Надо было сравнить 3 водородные связи в структурах белка, расшифрованных с помощью ЯМР и РСА.
Взяли пример из таблицы из статьи 2010 года, где указаны названия структур, полученных разными способами, крысиный Beta-parvalbumin, или ONCOMODULIN.
No. NMR X-ray PDB entry Chain Number of models PDB entry Chain Resolution (A) 53 2NLN A 20 1OMD A 1,85
В структуре, полученной с помощью ЯМР, 20 моделей. Проверили также, что укладки структур ЯМР и РСА сходны.
Ниже представлены укладки, сразу видно, что вторичные структуры определены немного по-разному.
Рис. 1. Укладка в структуре белка, полученной с помощью РСА.
Рис. 2. Укладка в одной из моделей белка, полученной с помощью ЯМР.
Выбрали три водородные связи для анализа в РСА:
1) остовную в ядре белка, в альфа-спирали - между ARG`48 и ASP`45(рис. 3);
2) водородную связь боковых цепей в ядре белка - между этими же остатками (одновременно образуют связи на поверхности и в ядре, рис. 3);
3) водородную связь в петлях, выходящих на поверхность глобулы - ARG`75 и ASP`81.
select polar1, resn Arg+Lys+Asn+Gln+His and name n and not name and not name n+ca+c+o select polar2, resn Asp+Glu and name o and not name and not name n+ca+c+o select set1, byres (polar1 and (polar2 around 3.5)) select set2, byres (polar2 and (polar1 around 3.5)) dist hbonds1, set1, set2, 3.4
Рис. 3. Водородные связи в альфа-цепи.
Рис. 4. Водородные связи на поверхности глобулы.
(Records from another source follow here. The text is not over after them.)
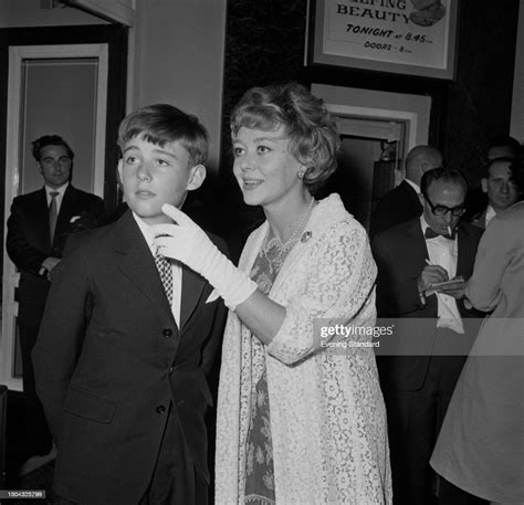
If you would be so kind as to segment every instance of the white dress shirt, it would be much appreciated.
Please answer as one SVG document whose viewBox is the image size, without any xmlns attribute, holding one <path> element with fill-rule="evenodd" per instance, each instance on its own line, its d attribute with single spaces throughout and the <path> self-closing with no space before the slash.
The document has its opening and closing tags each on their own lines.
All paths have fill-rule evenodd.
<svg viewBox="0 0 524 505">
<path fill-rule="evenodd" d="M 429 225 L 423 214 L 420 217 L 420 224 L 422 227 L 422 234 L 425 234 Z M 430 263 L 442 266 L 448 272 L 449 278 L 453 278 L 457 275 L 457 260 L 459 257 L 457 236 L 454 240 L 444 239 L 442 235 L 434 239 L 426 239 L 426 246 L 428 248 Z M 455 333 L 463 334 L 464 326 L 457 301 L 443 293 L 436 293 L 436 295 L 438 305 L 437 327 L 450 328 Z"/>
<path fill-rule="evenodd" d="M 45 198 L 48 199 L 48 209 L 49 209 L 49 206 L 51 206 L 51 200 L 53 199 L 53 197 L 51 197 L 51 191 L 57 191 L 59 193 L 56 194 L 56 197 L 54 197 L 56 199 L 56 215 L 60 213 L 60 207 L 62 206 L 62 200 L 64 199 L 64 193 L 69 185 L 70 185 L 69 182 L 65 182 L 64 186 L 61 186 L 60 188 L 56 188 L 56 189 L 50 188 L 48 185 L 44 186 Z"/>
<path fill-rule="evenodd" d="M 490 224 L 490 221 L 496 215 L 495 209 L 493 207 L 488 206 L 488 209 L 485 210 L 485 228 L 488 228 L 488 224 Z"/>
<path fill-rule="evenodd" d="M 155 257 L 156 253 L 156 245 L 155 245 L 155 235 L 153 234 L 151 228 L 146 224 L 135 212 L 133 212 L 133 217 L 135 218 L 138 228 L 144 235 L 144 239 L 149 245 L 149 251 L 151 252 L 153 257 Z M 169 257 L 166 257 L 171 263 L 171 272 L 172 272 L 172 303 L 171 303 L 171 313 L 172 317 L 180 327 L 180 299 L 182 294 L 182 269 L 180 264 Z"/>
</svg>

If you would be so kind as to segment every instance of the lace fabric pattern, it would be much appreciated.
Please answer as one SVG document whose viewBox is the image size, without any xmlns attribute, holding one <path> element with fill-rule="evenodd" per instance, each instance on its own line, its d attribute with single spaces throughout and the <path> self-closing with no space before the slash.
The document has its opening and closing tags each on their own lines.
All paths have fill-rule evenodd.
<svg viewBox="0 0 524 505">
<path fill-rule="evenodd" d="M 250 272 L 268 224 L 250 236 Z M 265 348 L 276 504 L 391 503 L 386 412 L 370 348 L 321 345 L 313 320 L 374 325 L 376 265 L 364 229 L 334 194 L 314 208 L 270 297 L 286 316 Z M 304 233 L 303 233 L 304 236 Z M 365 338 L 365 337 L 363 337 Z M 253 336 L 231 313 L 220 378 L 216 503 L 244 503 L 252 383 L 260 374 Z"/>
</svg>

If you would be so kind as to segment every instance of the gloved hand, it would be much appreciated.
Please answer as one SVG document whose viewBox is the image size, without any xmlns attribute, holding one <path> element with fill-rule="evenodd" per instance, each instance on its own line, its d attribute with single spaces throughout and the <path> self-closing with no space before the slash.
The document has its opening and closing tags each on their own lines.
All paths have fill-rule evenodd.
<svg viewBox="0 0 524 505">
<path fill-rule="evenodd" d="M 237 269 L 181 210 L 167 203 L 161 210 L 177 224 L 151 227 L 160 254 L 180 261 L 207 278 L 231 311 L 245 302 L 256 290 L 256 283 Z"/>
</svg>

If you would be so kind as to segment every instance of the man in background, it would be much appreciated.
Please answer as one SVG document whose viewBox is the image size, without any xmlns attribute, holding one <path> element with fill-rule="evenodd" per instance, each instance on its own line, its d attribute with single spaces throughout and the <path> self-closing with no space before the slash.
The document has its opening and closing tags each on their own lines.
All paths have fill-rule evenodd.
<svg viewBox="0 0 524 505">
<path fill-rule="evenodd" d="M 434 147 L 416 146 L 408 152 L 406 178 L 378 203 L 371 219 L 371 236 L 420 215 L 420 179 L 426 171 L 441 166 L 442 155 Z"/>
<path fill-rule="evenodd" d="M 437 168 L 423 175 L 420 189 L 422 214 L 373 241 L 377 313 L 395 327 L 391 347 L 380 343 L 388 356 L 377 359 L 395 505 L 433 503 L 431 451 L 479 325 L 479 313 L 461 299 L 482 235 L 460 220 L 467 181 Z M 439 505 L 470 505 L 465 493 L 443 480 L 439 491 Z"/>
<path fill-rule="evenodd" d="M 8 219 L 7 251 L 20 271 L 15 299 L 22 354 L 24 393 L 24 457 L 45 455 L 52 439 L 35 393 L 31 351 L 50 288 L 49 274 L 61 261 L 65 241 L 74 231 L 105 221 L 101 198 L 71 183 L 74 152 L 57 135 L 32 143 L 43 188 L 15 197 Z"/>
<path fill-rule="evenodd" d="M 513 179 L 512 158 L 494 158 L 485 169 L 481 180 L 484 204 L 475 212 L 471 224 L 485 230 L 490 221 L 497 214 L 504 213 L 521 196 L 517 185 Z"/>
</svg>

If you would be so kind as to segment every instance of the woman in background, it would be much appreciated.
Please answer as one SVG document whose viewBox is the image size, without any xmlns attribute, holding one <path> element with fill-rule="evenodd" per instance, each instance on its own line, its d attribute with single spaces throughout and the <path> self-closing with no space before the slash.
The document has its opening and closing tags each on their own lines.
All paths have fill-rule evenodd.
<svg viewBox="0 0 524 505">
<path fill-rule="evenodd" d="M 524 191 L 522 165 L 511 166 Z M 465 296 L 484 320 L 431 457 L 449 482 L 492 504 L 524 504 L 524 202 L 493 218 Z"/>
</svg>

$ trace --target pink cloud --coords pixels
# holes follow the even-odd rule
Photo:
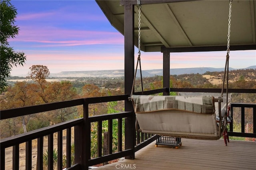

Будем считать, что между донором протона и акцептором есть водородная связь, если расстояние между ними меньше 3,5 ангстрем. Условие на углы проверьте визуально: воображаемый водород должен быть на линии донор-акцептор или отклоняться от этой линии не более чем на 70 градусов.
select polar1, pdb2nln&resi 75 and name n* and not name n select polar2, pdb2nln&resi 81 and name o* and not name o dist hbonds1, polar1, polar2, 3
Рис. 5. Расположение остатков в структуре, полученной с помощью ЯМР.